I'm not actually demanding them, since it didn't seem the point of this exercise. My point is that you can't just assume.
Interesting and valid points. My point is that the SkipList algorithms are, using the assumed primitives, logarithmic. Your point is that in Python the assumptions about the primitives may not be valid and need to be tested.
It's especially interesting to me that the standard large body of work on algorithmic complexity is assumed by many to be getting less and less relevant as other issues come into play. Issues such as memory access time, where it now matters if something is in cache or not, and if so, which cache. Issues such as whether your machine will stop completely at some inconvenient moment to perform a GC when you least expect or desire it.

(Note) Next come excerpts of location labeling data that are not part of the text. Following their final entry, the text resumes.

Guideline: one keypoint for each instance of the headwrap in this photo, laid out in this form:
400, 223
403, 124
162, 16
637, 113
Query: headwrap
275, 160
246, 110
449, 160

Issues such as whether your language is in fact caching stuff in hash tables, and so what appears in your code to be linear, isn't.
And so on.
More and more it seems necessary to resort to experiment and tests to see what happens, rather than being able to determine things for sure and definite via analysis.
You're right to be skeptical about the value of skip lists in comparison to other O(log n) type data structures like balanced trees and the like. Skip lists trade ease of implementation for probabilistic bounds, and have some minor cache advantages over balanced binary trees owing to the data structure generally not changing shape all that much, and it's hard to say whether these differences would materialize in Python.
However if I had no O(log n) structures at all and needed to implement some, I'd have to be a maniac to want to do balanced binary trees, which have notoriously delicate balancing algorithms, over skip lists which are very sweet and simple.
Exactly. Skip lists are great for two reasons (and as far as I know, only these two reasons):
1. They're really cool and clever. This is a valid reason.
2. They offer easier concurrency than most alternatives. It's straightforward (though not quite easy, unless you have transactional memory) to make a lock-free concurrent skip list. Try that with a heap or a red-black tree, and you'll quickly run into all sorts of memory conflicts and crazy-complicated locking. The fact that a skip list only provides probabilistic logarithmic time bounds really makes coordination between threads easier.
(Note that it's possible to do some similar stuff with modified versions of other data structures. For example, you can make a good concurrent dictionary by taking a red-black tree, relaxing the invariants, and adding a periodic rebalancing thread to run in the background. But that's a topic too long to fit into this post.)
I think the biggest advantage of skip lists is that if a man held a gun to my head and forced me to implement a logarithmic time algorithm I could implement skip lists in an hour or so from memory. Any of the others...maybe given a week and a couple of good books.